Transylvania University has a long, rich history of scholarship, but until recently you couldn’t stand in one spot and see the professors’ published works laid out in front of you.
As of this month, articles, poems and other writings of Transylvania scholars published in journals and magazines in the last three years are on display in the university’s library — from Maurice Manning’s poem “An Orchard at the Bottom of a Hill” in Time magazine to Jessie Brown’s “Expanding the Frontiers of Non-Aqueous Transuranic Molecular Chemistry” in Actinide Research Quarterly.
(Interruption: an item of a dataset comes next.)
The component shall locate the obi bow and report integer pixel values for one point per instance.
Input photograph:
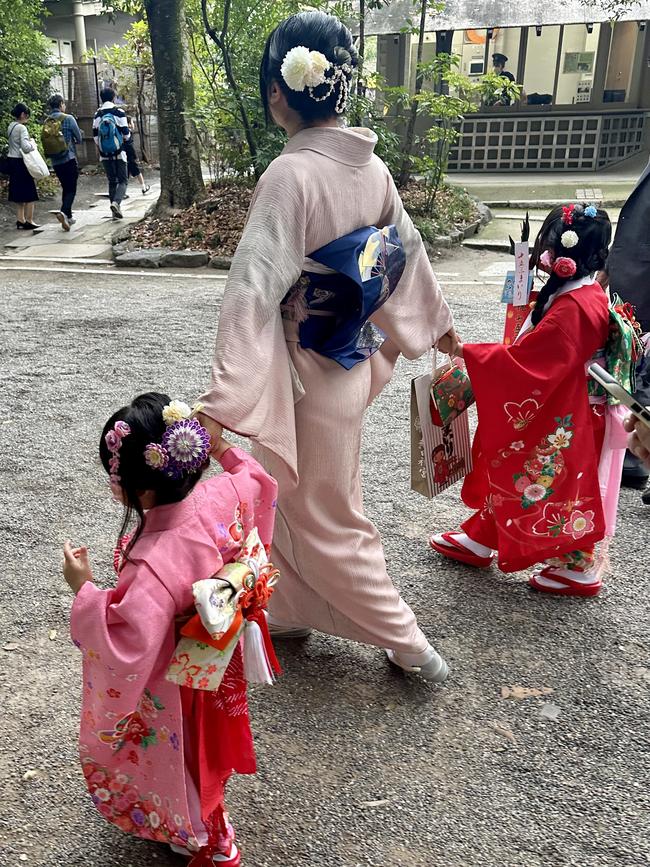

The J. Douglas Gay Jr./Frances Carrick Thomas Library already linked to the works written by Transylvania scholars online, in addition to setting aside shelves for books containing their writings. Books, though, are easier to browse on a shelf because of the information on the spines — something you don’t get from printed-out articles in slim, plastic folders, which now have the space to be laid out faceup on shelves that became available because of a reduction in the number of paper periodicals.
Director of the Library Susan Brown said she had been bothered that the articles hadn’t been on display, because they represent such a large portion of the school’s scholarly work.
Now library visitors will “know what kind of scholarship the faculty, staff and students of Transylvania are creating for the world,” Brown said. “This is part of the influence that we have.”
Also, because students go through a similar process with their own coursework — write a paper, submit, get a response, rewrite, resubmit — they can relate to their professors’ final works on display, Brown said. “It helps to inspire students.”